The reaction temperature is 550°C-650°C, the reaction pressure is 0.1MPa-1.0MPa, and the reaction mass space velocity is within the range of 0.6-2.0 h ^-1 . The reaction results are shown in Table 1.

Table 1 Performance evaluation results of catalysts for isobutane dehydrogenation to isobutene

Catalyst name Conversion rate of isobutane, l% Isobutene selectivity, % A 51.5 98.1 B 53.4 98.5 C 56.4 99.2 D. 52.3 97.8 E. 54.5 98.4

Claims (3)

1. dehydrogenation of isobutane prepares the used catalyst of isobutene, it is characterized in that: this catalyst Cr ₂O ₃Content be that the 60-90% of catalyst quality mark, the content of CaO are 3-12%, the K of catalyst quality mark ₂The content of O is 0.5-3.0%, the Al of catalyst quality mark ₂O ₃Content be the 5-36.5% of catalyst quality mark.

2. dehydrogenation of isobutane according to claim 1 prepares the used catalyst of isobutene, it is characterized in that: the active component chrome green is to introduce with the chrome green powder type; Calcium oxide and potassium oxide be to introduce with the form of nitric acid calcium salt, potassium salt; Alundum (Al is to introduce with the activated alumina form of powder.

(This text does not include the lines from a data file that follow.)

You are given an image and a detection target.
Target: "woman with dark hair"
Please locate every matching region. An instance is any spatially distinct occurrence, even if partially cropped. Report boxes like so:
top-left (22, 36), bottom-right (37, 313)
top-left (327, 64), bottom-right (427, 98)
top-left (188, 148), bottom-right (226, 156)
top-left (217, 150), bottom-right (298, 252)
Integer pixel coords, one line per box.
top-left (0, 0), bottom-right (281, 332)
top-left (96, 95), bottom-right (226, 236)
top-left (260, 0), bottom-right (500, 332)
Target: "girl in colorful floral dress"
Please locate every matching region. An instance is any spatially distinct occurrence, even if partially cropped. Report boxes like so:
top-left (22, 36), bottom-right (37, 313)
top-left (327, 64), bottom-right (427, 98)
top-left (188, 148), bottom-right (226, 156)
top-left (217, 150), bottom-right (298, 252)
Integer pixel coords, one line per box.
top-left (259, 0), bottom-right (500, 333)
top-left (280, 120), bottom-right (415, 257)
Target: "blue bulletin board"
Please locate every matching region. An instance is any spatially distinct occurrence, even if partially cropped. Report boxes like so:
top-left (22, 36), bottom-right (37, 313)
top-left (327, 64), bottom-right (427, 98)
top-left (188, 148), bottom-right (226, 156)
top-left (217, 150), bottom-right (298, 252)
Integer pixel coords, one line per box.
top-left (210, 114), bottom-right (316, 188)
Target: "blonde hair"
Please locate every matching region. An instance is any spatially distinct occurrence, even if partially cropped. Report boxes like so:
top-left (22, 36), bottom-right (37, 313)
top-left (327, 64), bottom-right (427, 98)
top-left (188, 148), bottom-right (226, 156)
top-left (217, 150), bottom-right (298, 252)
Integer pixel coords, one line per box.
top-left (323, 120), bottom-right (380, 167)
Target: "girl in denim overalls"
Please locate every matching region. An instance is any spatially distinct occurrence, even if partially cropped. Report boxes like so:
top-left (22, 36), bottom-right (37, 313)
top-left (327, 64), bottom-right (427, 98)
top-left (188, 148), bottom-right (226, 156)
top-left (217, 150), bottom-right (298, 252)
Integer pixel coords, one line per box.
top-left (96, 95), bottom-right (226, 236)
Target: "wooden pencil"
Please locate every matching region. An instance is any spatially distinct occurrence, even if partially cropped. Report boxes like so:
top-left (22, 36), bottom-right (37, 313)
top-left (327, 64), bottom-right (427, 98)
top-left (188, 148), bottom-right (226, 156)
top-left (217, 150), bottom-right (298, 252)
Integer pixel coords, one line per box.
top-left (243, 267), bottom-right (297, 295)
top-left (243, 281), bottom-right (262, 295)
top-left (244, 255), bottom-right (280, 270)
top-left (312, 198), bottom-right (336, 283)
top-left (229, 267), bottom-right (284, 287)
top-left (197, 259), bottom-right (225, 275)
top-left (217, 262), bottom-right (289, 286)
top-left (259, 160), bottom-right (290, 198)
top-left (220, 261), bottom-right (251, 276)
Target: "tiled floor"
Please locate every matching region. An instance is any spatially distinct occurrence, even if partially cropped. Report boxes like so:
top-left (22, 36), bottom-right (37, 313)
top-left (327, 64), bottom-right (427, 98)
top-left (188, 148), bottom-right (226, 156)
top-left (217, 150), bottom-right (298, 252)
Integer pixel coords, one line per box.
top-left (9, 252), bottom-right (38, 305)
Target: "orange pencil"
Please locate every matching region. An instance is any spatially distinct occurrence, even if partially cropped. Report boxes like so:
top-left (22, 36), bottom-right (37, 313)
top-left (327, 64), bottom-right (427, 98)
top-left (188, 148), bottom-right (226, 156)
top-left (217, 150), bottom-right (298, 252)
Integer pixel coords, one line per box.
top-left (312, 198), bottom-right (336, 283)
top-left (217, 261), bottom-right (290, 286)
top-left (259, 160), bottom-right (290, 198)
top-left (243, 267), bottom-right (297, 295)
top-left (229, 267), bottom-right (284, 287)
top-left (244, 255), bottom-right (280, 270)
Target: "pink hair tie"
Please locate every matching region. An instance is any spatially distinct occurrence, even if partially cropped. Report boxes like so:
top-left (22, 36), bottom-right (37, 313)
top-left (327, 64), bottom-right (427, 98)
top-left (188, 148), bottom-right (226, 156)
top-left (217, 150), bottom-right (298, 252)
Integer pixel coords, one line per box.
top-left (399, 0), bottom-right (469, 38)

3. prepare the used Preparation of catalysts method of isobutene by the described dehydrogenation of isobutane of claim 1, it is characterized in that: this method is according to Cr ₂O ₃, CaO, K ₂O, Al ₂O ₃Content ratio, take by weighing chrome green powder, active oxidation aluminium powder, nitric acid calcium salt, potassium nitrate, join mass concentration and be in 10% the diluted nitric acid aqueous solution; Mix, knead evenly back extrusion; 120 ℃ of baking ovens baking 24 hours, logical nitrogen in resistance furnace, 540 ℃ of roastings 4 hours; Nitrate is decomposed and the exchange of realization solid ionic, obtain Cr ₂O ₃– CaO-K ₂O-Al ₂O ₃Dehydrogenation of isobutane prepares isobutene catalyst.